Fig. 7. Necroptosis and autophagy dysregulation are important cell death mechanisms in the Pde6b^atrd2 mouse model of RP.

a Increased numbers of pMLKL positive photoreceptors were observed in Pde6b^atrd2 mutants (scale bar = 25 μm). b Quantification of pMLKL positive photoreceptors per mm² in each retinal section. Wild type combines counts from P14 and P28 retinas from different mice (n = 8 animals in total). All other data points are from individual mice (P14 and P28: n = 4 animals per time point; P16 and P18: n = 3 animals per time point; bars show mean, error bars show SEM; multiple comparisons by 2-way ANOVA *p = 0.027; ***p = 0.0006). c, d Increased level of active pAKT relative to total AKT in retina lysates at P16 (n = 3 wild type and n = 4 mutant animals; bars indicate mean; error bars show SEM; **p = 0.004 by t-test). e Transmission electron microscopy images of wild-type and mutant photoreceptors at P13 showing accumulating autophagosomes in mutants (scale bars = 500 nm; magenta arrowhead indicates outer segment; cyan arrowhead indicates inner segment; yellow arrows indicate autophagosomes; region highlighted in yellow box is enlarged in e_i). f Quantification of autophagosomes per inner segment at P13 and P18 (colours indicate counts from individual mice n = 3 animals for each genotype at each time point, means for each animal overlaid in black; error bars indicate SEM; for each time point, means for individual mutant and wild type animals were compared by unpaired t-tests *p = 0.034, **p = 0.007). g Accumulation of p62 in Pde6b^atrd2 photoreceptor inner segments at P14 and P16 (scale bar = 10 μm). h Quantification of p62 puncta in inner segment. (Symbols indicate counts from individual mice; n = 3 animals per genotype at each time point; error bars show SEM; for each time point, means for individual mutant and wild type animals were compared by unpaired t-tests *p = 0.026 (P14), p = 0.015 (P16)). i– k p62 and p-p62 (S403) levels are increased in mutant retina lysates at P16 (bars indicate the mean; n = 3 mice per genotype; error bars show SEM; *p = 0.04, **P = 0.009 by unpaired t-test). Source data are provided as a Source Data file.
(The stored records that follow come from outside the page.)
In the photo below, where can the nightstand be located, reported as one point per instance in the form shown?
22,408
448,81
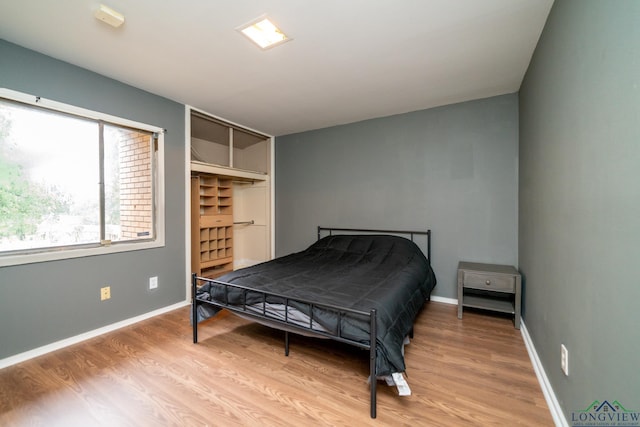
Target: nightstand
489,287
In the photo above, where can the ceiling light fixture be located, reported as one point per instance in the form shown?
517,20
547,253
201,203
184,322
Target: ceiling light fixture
109,16
263,33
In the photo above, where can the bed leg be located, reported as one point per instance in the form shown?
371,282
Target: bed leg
372,361
194,307
286,343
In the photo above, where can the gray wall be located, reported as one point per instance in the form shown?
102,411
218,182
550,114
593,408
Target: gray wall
580,200
452,169
46,302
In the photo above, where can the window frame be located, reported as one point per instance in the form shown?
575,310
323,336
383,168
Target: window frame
158,184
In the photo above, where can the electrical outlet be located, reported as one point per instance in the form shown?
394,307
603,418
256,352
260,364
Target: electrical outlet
105,293
564,359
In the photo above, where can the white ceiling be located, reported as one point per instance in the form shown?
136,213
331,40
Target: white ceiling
381,57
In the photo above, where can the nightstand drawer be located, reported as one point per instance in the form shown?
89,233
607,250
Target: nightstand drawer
490,282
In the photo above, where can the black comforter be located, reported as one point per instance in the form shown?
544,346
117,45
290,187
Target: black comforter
362,272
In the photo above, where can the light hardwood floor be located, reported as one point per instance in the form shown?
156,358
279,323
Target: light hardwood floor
473,371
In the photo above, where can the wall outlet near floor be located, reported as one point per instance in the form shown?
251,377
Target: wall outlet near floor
564,359
105,293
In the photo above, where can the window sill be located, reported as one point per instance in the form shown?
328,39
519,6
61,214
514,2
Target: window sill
67,253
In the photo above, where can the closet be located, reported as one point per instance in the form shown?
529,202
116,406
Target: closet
231,196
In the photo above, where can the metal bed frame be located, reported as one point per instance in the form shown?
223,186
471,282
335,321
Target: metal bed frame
288,325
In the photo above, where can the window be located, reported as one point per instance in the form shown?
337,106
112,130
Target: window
73,179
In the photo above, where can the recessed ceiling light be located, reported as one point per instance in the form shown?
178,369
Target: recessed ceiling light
263,33
109,16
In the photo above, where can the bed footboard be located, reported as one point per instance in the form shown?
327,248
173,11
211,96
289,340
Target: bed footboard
290,325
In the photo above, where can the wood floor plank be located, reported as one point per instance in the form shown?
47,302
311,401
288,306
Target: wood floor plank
474,371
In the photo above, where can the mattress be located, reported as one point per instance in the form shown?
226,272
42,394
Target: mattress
359,272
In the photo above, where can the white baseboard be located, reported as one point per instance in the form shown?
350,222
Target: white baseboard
554,406
18,358
435,298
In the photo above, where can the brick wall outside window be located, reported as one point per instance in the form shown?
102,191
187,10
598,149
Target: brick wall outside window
135,186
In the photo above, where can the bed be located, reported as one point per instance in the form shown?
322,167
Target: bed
352,285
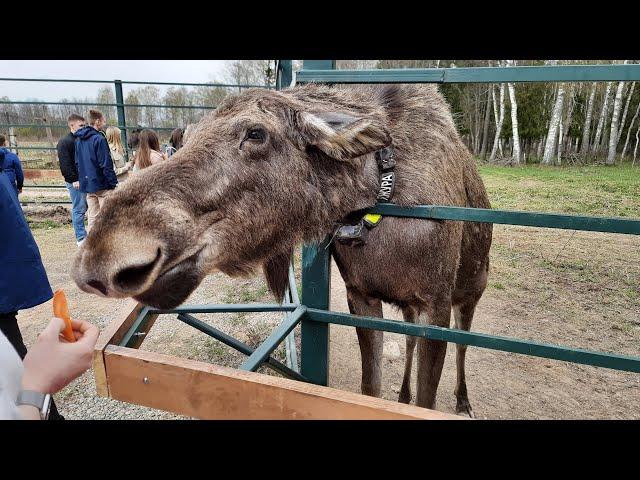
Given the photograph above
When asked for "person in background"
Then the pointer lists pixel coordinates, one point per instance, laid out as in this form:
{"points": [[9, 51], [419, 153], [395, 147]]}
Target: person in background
{"points": [[120, 164], [148, 150], [95, 166], [175, 142], [10, 165], [67, 158], [23, 279]]}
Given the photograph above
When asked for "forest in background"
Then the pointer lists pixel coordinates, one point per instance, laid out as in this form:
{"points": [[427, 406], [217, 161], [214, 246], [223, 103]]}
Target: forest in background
{"points": [[513, 123]]}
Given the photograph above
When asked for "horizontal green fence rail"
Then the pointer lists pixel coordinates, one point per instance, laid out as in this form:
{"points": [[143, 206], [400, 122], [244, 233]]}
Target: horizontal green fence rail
{"points": [[56, 125], [493, 342], [510, 217], [186, 84], [270, 344], [238, 345], [126, 105], [227, 308], [558, 73]]}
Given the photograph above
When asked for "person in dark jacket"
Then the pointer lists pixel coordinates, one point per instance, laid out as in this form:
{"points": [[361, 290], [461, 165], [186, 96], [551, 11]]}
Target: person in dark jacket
{"points": [[10, 165], [23, 280], [95, 167], [67, 159]]}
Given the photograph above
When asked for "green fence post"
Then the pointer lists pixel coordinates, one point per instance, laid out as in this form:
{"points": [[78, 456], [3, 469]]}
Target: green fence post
{"points": [[284, 75], [122, 120], [316, 270]]}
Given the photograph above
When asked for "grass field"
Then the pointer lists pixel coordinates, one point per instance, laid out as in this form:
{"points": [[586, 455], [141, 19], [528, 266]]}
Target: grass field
{"points": [[589, 190]]}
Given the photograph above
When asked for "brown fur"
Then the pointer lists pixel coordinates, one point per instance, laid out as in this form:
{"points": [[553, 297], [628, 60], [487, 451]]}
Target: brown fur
{"points": [[232, 203]]}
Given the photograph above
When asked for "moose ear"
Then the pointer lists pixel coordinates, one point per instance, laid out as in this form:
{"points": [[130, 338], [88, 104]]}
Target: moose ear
{"points": [[340, 135]]}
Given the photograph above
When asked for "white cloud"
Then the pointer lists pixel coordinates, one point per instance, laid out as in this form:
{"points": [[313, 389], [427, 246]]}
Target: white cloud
{"points": [[189, 71]]}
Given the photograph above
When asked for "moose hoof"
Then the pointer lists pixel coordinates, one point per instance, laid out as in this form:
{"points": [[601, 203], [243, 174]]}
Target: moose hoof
{"points": [[464, 409]]}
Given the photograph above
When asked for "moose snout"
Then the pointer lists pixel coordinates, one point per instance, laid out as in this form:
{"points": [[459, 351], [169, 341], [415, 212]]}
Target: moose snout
{"points": [[118, 271]]}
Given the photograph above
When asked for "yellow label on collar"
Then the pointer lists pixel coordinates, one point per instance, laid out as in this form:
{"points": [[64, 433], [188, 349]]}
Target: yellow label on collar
{"points": [[372, 218]]}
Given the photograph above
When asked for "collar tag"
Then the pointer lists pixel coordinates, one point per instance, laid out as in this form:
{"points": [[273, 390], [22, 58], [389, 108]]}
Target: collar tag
{"points": [[385, 159]]}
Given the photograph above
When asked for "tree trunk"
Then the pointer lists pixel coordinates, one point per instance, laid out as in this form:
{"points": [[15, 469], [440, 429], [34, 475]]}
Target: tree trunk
{"points": [[613, 136], [626, 109], [635, 150], [485, 128], [629, 131], [603, 115], [549, 147], [560, 139], [541, 143], [496, 140], [514, 124], [587, 122]]}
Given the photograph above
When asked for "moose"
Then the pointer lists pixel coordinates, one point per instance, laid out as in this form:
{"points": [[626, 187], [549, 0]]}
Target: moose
{"points": [[268, 170]]}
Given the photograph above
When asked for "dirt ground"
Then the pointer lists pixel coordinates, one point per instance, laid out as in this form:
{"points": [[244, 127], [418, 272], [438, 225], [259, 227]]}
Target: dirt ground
{"points": [[569, 288]]}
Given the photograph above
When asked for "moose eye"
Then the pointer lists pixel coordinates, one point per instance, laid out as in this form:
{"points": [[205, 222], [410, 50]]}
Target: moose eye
{"points": [[257, 134]]}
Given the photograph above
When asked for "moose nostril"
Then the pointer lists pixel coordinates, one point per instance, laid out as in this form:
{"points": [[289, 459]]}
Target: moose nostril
{"points": [[132, 277], [98, 286]]}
Fig. 8. Mitochondrial stress develops in Pde6b^atrd2mutant photoreceptors.

a Transmission electron microscopy images of mutant and wild-type photoreceptor inner segments show mitochondrial swelling in Pde6b^atrd2 mutant photoreceptors (yellow arrowheads) at P13 and P18. Large autophagosomes are also present in Pde6b^atrd2 photoreceptor inner segments at P13 (magenta arrowheads) (yellow boxed regions enlarged in right-hand panels; scale bars = 500 nm). b VDAC1 expression is increased in mutant photoreceptor inner segments at P14 compared to wild-type littermate controls (scale bar = 25 μm). c Quantification of VDAC1 puncta at P14 (n = 3 wild type animals and n = 4 mutant animals); error bars show SEM; *p = 0.048 by unpaired t-test. Source data are provided as a Source Data file.